Claudia has lived many lives earlier than this. Her previous seeps into the ebook partly by means of her reactions to callers and guests. She’s repelled by privileged varieties who can afford to erase undesirable pregnancies from their our bodies, their profession prospects and their recollections. Likewise, the addicts too wasted to care about near-viable fetuses additionally carry out her disgust. Ladies motivated by concern — a mom of 4 who thinks her ex would possibly kill her — unleash her compassion. And he or she hates listening to the fixed litany of “It was my fault.”
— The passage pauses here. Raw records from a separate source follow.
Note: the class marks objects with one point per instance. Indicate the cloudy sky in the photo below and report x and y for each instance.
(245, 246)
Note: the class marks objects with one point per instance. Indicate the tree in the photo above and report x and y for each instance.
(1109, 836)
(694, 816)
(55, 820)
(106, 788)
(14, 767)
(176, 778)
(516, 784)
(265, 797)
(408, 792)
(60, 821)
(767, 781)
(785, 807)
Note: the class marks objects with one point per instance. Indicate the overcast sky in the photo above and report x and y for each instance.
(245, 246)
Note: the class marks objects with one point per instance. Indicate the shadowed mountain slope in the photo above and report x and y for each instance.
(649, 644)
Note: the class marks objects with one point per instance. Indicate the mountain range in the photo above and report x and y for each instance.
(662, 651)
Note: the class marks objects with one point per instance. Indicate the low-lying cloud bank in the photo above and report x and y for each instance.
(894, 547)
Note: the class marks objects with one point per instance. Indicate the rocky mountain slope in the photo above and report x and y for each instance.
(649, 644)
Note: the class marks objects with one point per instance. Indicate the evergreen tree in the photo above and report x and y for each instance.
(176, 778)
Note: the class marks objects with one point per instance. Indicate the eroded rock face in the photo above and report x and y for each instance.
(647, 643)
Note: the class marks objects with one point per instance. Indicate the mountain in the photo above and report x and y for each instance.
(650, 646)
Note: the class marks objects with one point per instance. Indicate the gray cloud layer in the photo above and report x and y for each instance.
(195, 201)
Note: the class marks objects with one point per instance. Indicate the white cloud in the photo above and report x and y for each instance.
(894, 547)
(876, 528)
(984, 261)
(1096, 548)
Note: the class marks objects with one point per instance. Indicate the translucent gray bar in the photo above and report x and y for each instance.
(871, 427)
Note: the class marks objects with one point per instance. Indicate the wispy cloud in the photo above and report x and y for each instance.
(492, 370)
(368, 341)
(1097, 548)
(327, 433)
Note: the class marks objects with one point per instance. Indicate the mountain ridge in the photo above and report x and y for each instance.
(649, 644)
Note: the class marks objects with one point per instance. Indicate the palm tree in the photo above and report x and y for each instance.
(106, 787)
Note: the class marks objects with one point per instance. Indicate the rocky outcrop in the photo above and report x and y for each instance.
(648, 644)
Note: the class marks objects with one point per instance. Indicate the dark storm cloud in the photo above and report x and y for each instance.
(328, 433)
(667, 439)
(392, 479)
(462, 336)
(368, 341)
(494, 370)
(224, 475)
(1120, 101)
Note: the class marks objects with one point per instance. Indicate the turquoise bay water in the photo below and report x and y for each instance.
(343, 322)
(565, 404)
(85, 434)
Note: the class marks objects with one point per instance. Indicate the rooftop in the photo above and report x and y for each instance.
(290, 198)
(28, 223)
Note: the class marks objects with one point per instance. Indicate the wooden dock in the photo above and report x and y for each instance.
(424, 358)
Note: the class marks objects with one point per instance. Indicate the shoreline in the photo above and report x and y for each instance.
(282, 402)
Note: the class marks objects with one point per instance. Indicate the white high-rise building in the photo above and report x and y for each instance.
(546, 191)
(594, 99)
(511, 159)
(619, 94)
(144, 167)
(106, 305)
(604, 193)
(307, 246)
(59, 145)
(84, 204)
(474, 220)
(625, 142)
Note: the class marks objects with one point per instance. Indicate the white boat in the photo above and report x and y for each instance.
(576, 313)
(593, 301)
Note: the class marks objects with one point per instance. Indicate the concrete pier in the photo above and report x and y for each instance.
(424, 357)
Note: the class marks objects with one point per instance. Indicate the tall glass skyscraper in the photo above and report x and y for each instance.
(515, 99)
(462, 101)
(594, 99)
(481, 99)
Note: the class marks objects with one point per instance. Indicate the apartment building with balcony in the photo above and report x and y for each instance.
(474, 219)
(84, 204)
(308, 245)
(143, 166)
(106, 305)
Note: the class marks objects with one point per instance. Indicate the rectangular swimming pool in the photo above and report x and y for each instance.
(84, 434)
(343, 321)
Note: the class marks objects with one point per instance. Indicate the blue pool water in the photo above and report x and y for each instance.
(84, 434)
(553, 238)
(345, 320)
After hours, Haigh steers Claudia to a weed seller named Timmy. In a ebook that’s not at all solemn and is filled with quirks, the ever-stoned Timmy and his large plans and larger TV display function comedian aid. Timmy doesn’t perceive golf however watches it for its soothing tones: “the rolling inexperienced lawns, the announcers talking in hushed voices as if a child have been sleeping.” Claudia likes lighting up with Timmy and simply speaking. She’s plastered layers of gentrification over her trailer upbringing with a mom who nudged her apart for numerous foster youngsters. Timmy’s run-down place, the place he meets a parade of consumers and broods concerning the imminent legalization of marijuana, feels by some means like house.
Claudia, Timmy and all the ebook’s different gamers — together with, inevitably, a few characters who hail from Bakerton — have one factor in widespread: They weren’t wished. They have been resented from start. There are two “sisters” and two “brothers” who aren’t blood kinfolk however have been raised grudgingly in the identical households — and each pairs are fixated on girls and what they signify, whether or not that’s intercourse or replica. These folks come from wildly completely different ends of the political spectrum, however they have been all broken early in related methods. Claudia was smarter than most, however when she was focused at 13 by her mom’s older boyfriend, she didn’t know what he wished. To marry her, or undertake her?